Thread 1 holds a lock on MessageHandler.msgQueue, an exception happens during processing and it then it calls ReplicationServer.shutdown() which then goes and tries to grab JEReplicaDB.msgQueue.
Thread 2 holds a lock on JEReplicaDB.msgQueue and then tries to grab MessageHandler.msgQueue.
The proper fix is to let the exceptions bubble up to the Thread.run() method, releasing all locks in the process, and call ReplicationServer.shutdown() from there.
replication.properties
Added stack traces to error messages.
ReplicationServerDomain.java:
Consequence of the change to the error messages, removed the use of MessageBuilder.
JEUtils.java: ADDED
Factorized all the code closing JE Transactions.

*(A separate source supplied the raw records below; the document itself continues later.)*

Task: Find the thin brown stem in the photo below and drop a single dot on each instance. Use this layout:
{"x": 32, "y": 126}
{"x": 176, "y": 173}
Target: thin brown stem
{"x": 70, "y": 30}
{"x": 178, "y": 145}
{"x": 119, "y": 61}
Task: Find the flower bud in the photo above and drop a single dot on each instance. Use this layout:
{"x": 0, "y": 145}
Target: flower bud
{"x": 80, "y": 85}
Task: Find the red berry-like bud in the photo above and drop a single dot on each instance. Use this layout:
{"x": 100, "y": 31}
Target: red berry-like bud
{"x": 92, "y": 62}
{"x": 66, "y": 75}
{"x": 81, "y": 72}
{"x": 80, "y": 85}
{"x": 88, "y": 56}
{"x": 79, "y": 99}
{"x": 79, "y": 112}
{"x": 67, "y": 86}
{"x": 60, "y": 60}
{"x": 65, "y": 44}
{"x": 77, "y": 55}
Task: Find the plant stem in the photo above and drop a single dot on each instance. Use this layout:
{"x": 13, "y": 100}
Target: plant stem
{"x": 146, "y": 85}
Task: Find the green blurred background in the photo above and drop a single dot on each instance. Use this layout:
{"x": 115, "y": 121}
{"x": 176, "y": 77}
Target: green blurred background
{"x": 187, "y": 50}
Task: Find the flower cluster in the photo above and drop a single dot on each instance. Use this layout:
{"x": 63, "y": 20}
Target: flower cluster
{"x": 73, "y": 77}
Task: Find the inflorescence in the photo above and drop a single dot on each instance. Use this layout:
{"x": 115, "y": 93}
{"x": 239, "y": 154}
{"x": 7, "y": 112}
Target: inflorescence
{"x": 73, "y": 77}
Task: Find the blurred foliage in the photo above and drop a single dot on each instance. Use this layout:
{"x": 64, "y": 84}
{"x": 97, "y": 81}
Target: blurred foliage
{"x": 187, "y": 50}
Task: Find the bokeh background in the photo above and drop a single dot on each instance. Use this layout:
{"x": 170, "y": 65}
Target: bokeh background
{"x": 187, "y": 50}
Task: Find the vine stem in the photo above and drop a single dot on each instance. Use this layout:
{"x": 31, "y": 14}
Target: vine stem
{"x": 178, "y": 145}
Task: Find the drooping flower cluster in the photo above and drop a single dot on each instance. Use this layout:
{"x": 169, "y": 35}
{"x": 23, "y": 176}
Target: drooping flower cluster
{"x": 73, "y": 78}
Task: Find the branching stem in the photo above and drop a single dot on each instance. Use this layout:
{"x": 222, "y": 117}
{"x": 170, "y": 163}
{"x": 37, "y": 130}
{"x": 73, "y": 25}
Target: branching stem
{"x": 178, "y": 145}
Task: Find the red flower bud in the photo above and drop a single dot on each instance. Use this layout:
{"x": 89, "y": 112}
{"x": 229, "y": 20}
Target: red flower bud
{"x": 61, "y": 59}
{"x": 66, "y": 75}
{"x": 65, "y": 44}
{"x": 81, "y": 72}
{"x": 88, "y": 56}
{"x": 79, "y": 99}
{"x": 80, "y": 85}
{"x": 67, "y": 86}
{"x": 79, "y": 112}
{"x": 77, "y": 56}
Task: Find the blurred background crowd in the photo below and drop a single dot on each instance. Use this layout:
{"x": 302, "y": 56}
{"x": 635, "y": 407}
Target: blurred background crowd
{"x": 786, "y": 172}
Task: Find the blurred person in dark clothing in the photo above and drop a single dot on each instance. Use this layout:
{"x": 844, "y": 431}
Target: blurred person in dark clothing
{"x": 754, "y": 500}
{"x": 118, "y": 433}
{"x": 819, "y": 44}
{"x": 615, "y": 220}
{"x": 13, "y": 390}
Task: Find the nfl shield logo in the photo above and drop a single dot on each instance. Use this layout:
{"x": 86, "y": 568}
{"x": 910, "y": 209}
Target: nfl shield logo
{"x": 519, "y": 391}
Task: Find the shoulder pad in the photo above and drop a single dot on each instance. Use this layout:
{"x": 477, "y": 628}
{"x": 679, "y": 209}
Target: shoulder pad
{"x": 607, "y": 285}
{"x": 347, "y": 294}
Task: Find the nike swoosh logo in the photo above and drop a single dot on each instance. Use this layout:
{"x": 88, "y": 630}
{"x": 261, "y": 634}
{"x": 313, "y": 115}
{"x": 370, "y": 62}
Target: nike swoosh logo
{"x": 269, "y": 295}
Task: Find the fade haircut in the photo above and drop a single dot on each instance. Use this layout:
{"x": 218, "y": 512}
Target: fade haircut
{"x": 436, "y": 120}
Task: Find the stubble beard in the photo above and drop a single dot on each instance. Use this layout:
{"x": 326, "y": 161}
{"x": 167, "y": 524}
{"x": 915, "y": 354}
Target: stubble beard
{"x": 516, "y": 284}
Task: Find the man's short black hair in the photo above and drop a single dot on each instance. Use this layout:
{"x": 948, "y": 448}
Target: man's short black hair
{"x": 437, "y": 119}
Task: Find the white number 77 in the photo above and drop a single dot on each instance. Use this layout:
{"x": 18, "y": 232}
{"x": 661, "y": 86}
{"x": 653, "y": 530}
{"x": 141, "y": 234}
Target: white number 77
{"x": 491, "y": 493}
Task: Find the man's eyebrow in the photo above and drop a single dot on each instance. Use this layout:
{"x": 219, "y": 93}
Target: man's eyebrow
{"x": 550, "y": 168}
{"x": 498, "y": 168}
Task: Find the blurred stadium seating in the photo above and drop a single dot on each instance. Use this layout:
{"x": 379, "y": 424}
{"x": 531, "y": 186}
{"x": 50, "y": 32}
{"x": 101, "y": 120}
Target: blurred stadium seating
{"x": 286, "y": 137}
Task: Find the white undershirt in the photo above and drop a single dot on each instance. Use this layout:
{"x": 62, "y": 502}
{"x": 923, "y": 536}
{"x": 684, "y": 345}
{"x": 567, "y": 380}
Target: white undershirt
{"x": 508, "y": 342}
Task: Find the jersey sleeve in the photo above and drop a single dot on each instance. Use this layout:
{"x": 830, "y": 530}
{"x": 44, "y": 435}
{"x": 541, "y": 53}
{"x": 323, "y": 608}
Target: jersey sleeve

DraftCNDB.java, JEChangeNumberIndexDB.java, ReplicationDB.java:
Let ChangelogExceptions propagate up.
Used JEUtils.abort().
Consequence of the change to the error messages, removed the use of MessageBuilder.
JEReplicaDB.java:
Handled ChangelogException bubbling up here.
Extracted stop(Exception) method.
ReplicationDbEnv.java
removed one shutdownOnException() method.
Inlined innerShutdownOnException().
Consequence of the change to the error messages, removed the use of MessageBuilder.